The most powerful women in genre television are leveraging that power for change, starting with their own writers' rooms.

In an all-female showrunner panel at YouTube's LA Space, Sera Gamble (The Magicians), Amy Berg (Counterpart), Gillian Horvath (The CW's Beauty and the Beast), Monica Owusu-Breen (Midnight, Texas), Lauren LeFranc (Impulse), Willow Polson (Chronokinesis Ent.), Kimberly Jesika (KidPire TV) and moderator Felicia Day discussed what it means to be a showrunner in the post-#MeToo era and how to create a safe space for their crews.
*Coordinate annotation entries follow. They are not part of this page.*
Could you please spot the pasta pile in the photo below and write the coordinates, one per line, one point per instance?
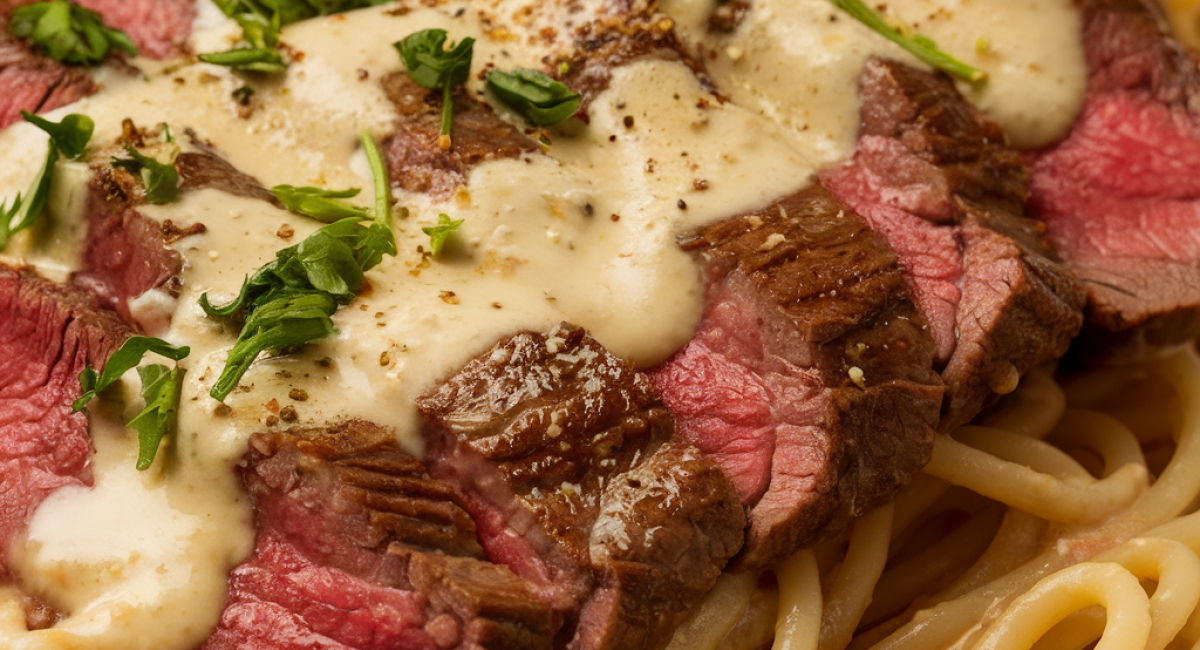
(1067, 517)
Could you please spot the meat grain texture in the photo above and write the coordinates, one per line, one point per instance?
(1121, 194)
(48, 333)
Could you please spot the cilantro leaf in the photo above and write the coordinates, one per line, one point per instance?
(161, 180)
(441, 233)
(250, 59)
(319, 204)
(67, 32)
(160, 390)
(126, 357)
(70, 137)
(918, 46)
(291, 300)
(261, 22)
(534, 95)
(27, 209)
(432, 66)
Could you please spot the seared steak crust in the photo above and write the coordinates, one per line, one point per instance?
(1120, 193)
(565, 451)
(359, 547)
(810, 379)
(937, 180)
(415, 161)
For Gamble, one question her team posed is a common one among those of us with who've faced some kind of sexual harassment or misconduct: does this count? “A lot of it was questions, like ‘Does this rise to the level of what they’re talking about when they say harassment?’ And sometimes the answer was yes and sometimes the answer was no, but we can’t do anything about it if we don’t know about it,” she said. “And all of the people in positions of power are in terror that the people that work for them are being mistreated, and so really it’s about making sure that everyone understands the channels are open.”

But while much of the focus has been on sexual abuse and harassment in the industry, the implications of #MeToo are intersectional, something these women take to heart. 
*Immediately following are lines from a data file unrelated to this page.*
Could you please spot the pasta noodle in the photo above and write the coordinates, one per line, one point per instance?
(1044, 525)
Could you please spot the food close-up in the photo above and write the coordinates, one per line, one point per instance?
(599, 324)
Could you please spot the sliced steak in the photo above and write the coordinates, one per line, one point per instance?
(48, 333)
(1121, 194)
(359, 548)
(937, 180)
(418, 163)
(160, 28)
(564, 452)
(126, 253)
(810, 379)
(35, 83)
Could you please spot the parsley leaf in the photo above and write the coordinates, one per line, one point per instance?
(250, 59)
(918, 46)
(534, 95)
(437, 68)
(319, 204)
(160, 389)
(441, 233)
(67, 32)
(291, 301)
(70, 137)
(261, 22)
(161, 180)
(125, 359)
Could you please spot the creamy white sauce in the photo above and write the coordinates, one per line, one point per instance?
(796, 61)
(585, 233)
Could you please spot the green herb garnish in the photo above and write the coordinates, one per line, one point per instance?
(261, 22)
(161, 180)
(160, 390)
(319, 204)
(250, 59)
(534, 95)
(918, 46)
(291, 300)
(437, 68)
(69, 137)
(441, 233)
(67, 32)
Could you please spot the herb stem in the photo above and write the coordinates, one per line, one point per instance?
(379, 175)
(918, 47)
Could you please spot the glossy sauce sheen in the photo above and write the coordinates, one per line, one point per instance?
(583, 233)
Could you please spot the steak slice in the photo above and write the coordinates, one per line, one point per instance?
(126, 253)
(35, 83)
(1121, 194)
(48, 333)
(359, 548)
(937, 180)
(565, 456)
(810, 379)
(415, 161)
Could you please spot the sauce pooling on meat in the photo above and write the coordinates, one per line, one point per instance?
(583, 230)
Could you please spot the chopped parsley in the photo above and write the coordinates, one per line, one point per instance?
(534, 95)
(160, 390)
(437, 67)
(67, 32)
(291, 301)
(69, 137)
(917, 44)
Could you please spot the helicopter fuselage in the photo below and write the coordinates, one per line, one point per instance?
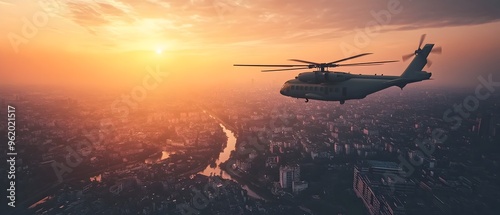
(353, 87)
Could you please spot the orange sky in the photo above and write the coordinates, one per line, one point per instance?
(110, 42)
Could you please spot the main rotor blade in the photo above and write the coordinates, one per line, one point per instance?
(422, 38)
(355, 56)
(267, 65)
(368, 63)
(408, 56)
(277, 70)
(429, 63)
(437, 50)
(303, 61)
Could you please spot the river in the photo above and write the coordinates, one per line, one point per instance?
(223, 157)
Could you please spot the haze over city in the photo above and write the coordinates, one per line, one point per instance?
(109, 43)
(136, 107)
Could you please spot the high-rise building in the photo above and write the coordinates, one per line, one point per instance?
(288, 175)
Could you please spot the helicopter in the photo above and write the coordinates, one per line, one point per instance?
(324, 85)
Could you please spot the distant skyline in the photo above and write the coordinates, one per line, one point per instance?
(109, 43)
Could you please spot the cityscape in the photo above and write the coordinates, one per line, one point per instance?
(250, 107)
(264, 154)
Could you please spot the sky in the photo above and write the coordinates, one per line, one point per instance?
(110, 43)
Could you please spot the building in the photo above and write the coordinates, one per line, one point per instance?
(298, 186)
(288, 175)
(381, 188)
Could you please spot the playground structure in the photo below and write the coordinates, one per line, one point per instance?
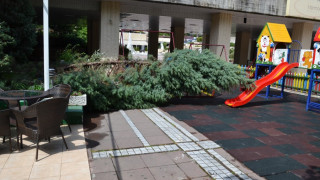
(271, 52)
(315, 71)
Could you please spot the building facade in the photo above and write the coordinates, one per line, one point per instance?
(217, 21)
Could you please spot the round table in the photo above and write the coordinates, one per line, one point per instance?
(17, 95)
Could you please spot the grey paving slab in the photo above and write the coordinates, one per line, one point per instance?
(157, 140)
(104, 176)
(179, 157)
(157, 159)
(123, 134)
(101, 165)
(167, 172)
(137, 117)
(103, 144)
(132, 159)
(150, 130)
(128, 142)
(128, 163)
(192, 170)
(137, 174)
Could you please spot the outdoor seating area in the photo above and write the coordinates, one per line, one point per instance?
(35, 140)
(39, 117)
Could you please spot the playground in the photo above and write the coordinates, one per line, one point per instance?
(276, 138)
(275, 134)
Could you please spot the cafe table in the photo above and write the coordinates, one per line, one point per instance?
(17, 95)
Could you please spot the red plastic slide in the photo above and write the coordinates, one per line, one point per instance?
(272, 77)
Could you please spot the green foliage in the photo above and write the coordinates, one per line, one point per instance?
(93, 83)
(5, 41)
(19, 15)
(185, 71)
(71, 55)
(202, 70)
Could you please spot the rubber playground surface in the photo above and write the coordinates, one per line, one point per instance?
(276, 138)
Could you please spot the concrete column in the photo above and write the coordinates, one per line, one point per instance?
(241, 54)
(206, 34)
(109, 31)
(153, 37)
(303, 33)
(177, 27)
(220, 33)
(93, 35)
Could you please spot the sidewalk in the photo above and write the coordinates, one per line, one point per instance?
(54, 163)
(151, 144)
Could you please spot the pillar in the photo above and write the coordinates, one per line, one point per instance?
(241, 54)
(220, 33)
(206, 34)
(109, 29)
(177, 27)
(302, 32)
(153, 39)
(93, 35)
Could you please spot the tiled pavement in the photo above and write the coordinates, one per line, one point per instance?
(54, 163)
(276, 138)
(151, 144)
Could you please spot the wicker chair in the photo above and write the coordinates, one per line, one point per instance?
(5, 125)
(42, 120)
(61, 91)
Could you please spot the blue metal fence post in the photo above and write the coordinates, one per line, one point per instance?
(310, 90)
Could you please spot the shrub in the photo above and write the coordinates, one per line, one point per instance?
(92, 82)
(184, 71)
(5, 41)
(19, 15)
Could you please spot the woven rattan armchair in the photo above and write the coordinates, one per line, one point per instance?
(61, 91)
(5, 126)
(42, 120)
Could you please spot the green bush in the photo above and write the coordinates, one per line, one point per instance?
(184, 71)
(19, 17)
(5, 41)
(93, 83)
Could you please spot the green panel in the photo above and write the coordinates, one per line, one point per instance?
(74, 115)
(3, 105)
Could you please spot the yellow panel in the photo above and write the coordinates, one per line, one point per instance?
(264, 41)
(279, 33)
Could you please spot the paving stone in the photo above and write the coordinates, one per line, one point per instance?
(283, 176)
(192, 170)
(104, 176)
(101, 165)
(156, 140)
(288, 130)
(157, 159)
(128, 163)
(128, 143)
(167, 172)
(208, 144)
(136, 174)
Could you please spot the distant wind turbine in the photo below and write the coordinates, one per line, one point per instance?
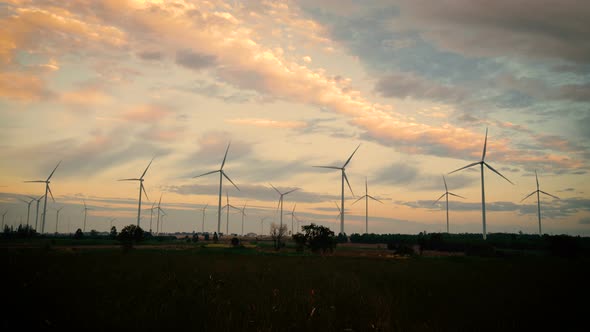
(447, 193)
(47, 189)
(483, 197)
(28, 207)
(344, 177)
(85, 209)
(293, 216)
(538, 192)
(281, 201)
(203, 222)
(140, 179)
(57, 218)
(3, 215)
(37, 213)
(227, 206)
(221, 175)
(366, 197)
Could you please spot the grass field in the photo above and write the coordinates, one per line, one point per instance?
(223, 289)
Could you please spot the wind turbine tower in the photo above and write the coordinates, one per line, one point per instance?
(447, 193)
(538, 192)
(47, 189)
(141, 188)
(366, 197)
(221, 175)
(344, 177)
(281, 201)
(481, 163)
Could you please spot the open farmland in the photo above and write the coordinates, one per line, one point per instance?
(222, 289)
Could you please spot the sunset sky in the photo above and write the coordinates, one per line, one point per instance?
(105, 86)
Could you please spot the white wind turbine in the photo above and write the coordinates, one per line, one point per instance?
(140, 179)
(57, 218)
(28, 206)
(366, 197)
(47, 189)
(203, 221)
(483, 197)
(344, 177)
(85, 209)
(221, 175)
(281, 202)
(293, 216)
(538, 192)
(227, 206)
(3, 215)
(447, 193)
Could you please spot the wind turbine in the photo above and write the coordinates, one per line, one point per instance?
(140, 189)
(228, 206)
(481, 163)
(281, 201)
(366, 197)
(57, 218)
(47, 189)
(85, 209)
(261, 225)
(37, 213)
(293, 216)
(344, 177)
(447, 193)
(221, 175)
(28, 207)
(538, 192)
(159, 210)
(203, 222)
(152, 214)
(243, 212)
(3, 215)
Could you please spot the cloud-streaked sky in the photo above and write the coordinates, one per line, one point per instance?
(106, 85)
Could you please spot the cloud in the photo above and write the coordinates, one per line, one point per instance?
(406, 85)
(193, 60)
(269, 123)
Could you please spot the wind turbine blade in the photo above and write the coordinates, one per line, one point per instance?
(349, 158)
(464, 167)
(456, 195)
(527, 196)
(441, 196)
(273, 187)
(331, 167)
(227, 177)
(349, 187)
(225, 156)
(50, 175)
(143, 188)
(205, 174)
(142, 175)
(483, 156)
(357, 200)
(375, 199)
(290, 191)
(490, 167)
(548, 194)
(49, 188)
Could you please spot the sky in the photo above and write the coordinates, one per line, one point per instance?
(105, 86)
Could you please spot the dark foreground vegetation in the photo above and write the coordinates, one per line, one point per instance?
(241, 289)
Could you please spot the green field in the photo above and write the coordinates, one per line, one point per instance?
(223, 289)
“It’s about figuring out your voice — not only your creative voice…but also your voice as a manager, as a person who you’d want to work for," LeFranc said. "[It’s about] giving back and empowering other people who make your room more diverse — how to mentor and to make other people feel like they can create something. [The show] is as much theirs as it is yours.”
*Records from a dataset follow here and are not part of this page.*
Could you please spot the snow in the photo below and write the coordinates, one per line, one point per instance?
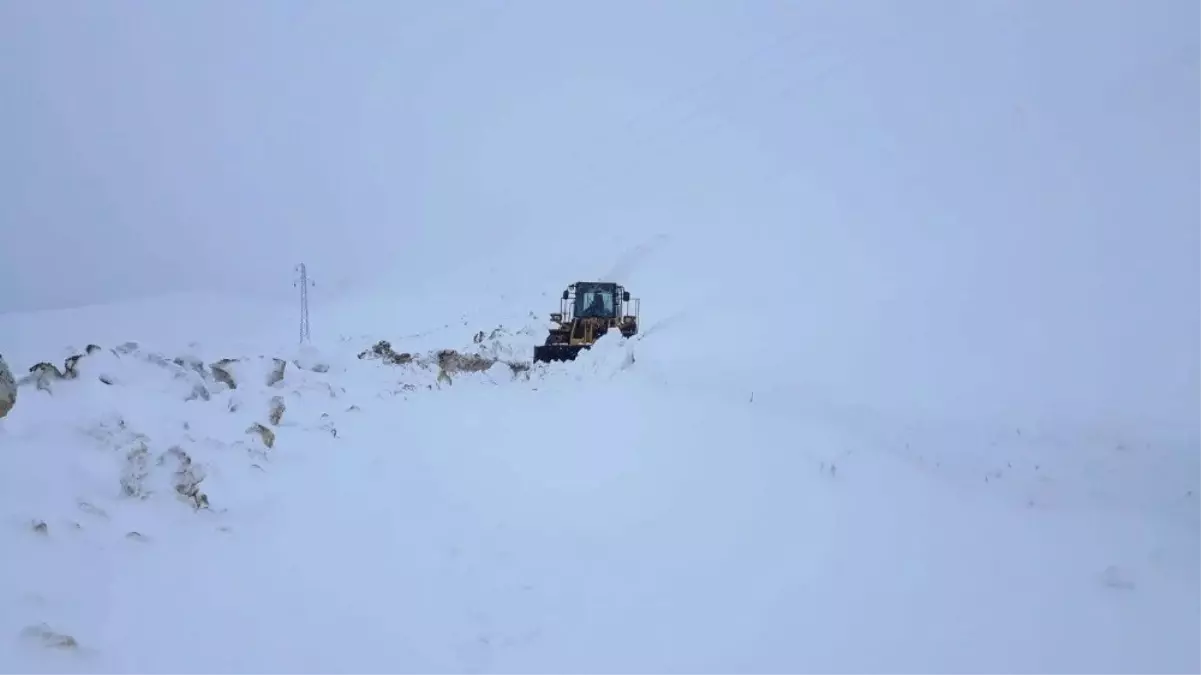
(605, 515)
(915, 387)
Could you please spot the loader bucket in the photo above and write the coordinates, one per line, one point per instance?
(547, 353)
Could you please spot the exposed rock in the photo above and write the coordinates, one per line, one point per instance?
(7, 389)
(126, 348)
(221, 372)
(48, 638)
(229, 371)
(187, 478)
(450, 360)
(383, 351)
(276, 411)
(276, 374)
(42, 375)
(137, 469)
(263, 432)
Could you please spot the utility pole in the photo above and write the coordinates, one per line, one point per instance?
(304, 282)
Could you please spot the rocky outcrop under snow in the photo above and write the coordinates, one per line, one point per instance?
(7, 389)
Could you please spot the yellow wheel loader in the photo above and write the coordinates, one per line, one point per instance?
(586, 311)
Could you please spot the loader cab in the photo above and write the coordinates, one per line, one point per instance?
(597, 300)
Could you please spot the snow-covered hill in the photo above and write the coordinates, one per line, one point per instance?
(340, 514)
(915, 389)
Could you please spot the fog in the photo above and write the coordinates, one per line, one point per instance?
(991, 199)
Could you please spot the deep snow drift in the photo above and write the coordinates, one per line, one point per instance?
(617, 514)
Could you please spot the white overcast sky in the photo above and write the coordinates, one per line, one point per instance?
(1014, 172)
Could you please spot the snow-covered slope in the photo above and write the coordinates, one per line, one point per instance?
(915, 389)
(616, 514)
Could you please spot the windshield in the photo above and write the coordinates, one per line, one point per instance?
(595, 304)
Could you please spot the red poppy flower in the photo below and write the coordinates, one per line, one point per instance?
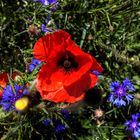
(66, 75)
(4, 80)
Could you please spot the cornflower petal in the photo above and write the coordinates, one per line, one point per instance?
(114, 85)
(127, 83)
(11, 95)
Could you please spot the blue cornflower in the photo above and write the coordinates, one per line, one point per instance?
(11, 95)
(46, 2)
(34, 64)
(46, 122)
(120, 95)
(134, 125)
(65, 113)
(59, 127)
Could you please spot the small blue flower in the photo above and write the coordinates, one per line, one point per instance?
(46, 2)
(134, 125)
(46, 122)
(34, 64)
(120, 95)
(11, 95)
(65, 113)
(59, 127)
(44, 29)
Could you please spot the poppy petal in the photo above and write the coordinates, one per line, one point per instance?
(50, 45)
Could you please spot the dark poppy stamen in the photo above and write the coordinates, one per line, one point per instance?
(67, 63)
Gender parity is only half the battle, and it's not true parity if it's only helping white women. 

“The world is incredibly unfair and it’s unfair based on your gender, it’s unfair based on the color of your skin, it’s unfair based on whether you’re able in your body — but those things that are unfair are also where art comes from,” Gamble said. “If what you want to do is make a certain kind of art then do what you have to do to squeeze yourself in there.”

It can be a struggle to, as Polson and Jesika put it, fight our way “through the male-verse” and succeed. But with leaders like these women, we can all be inspired to make change.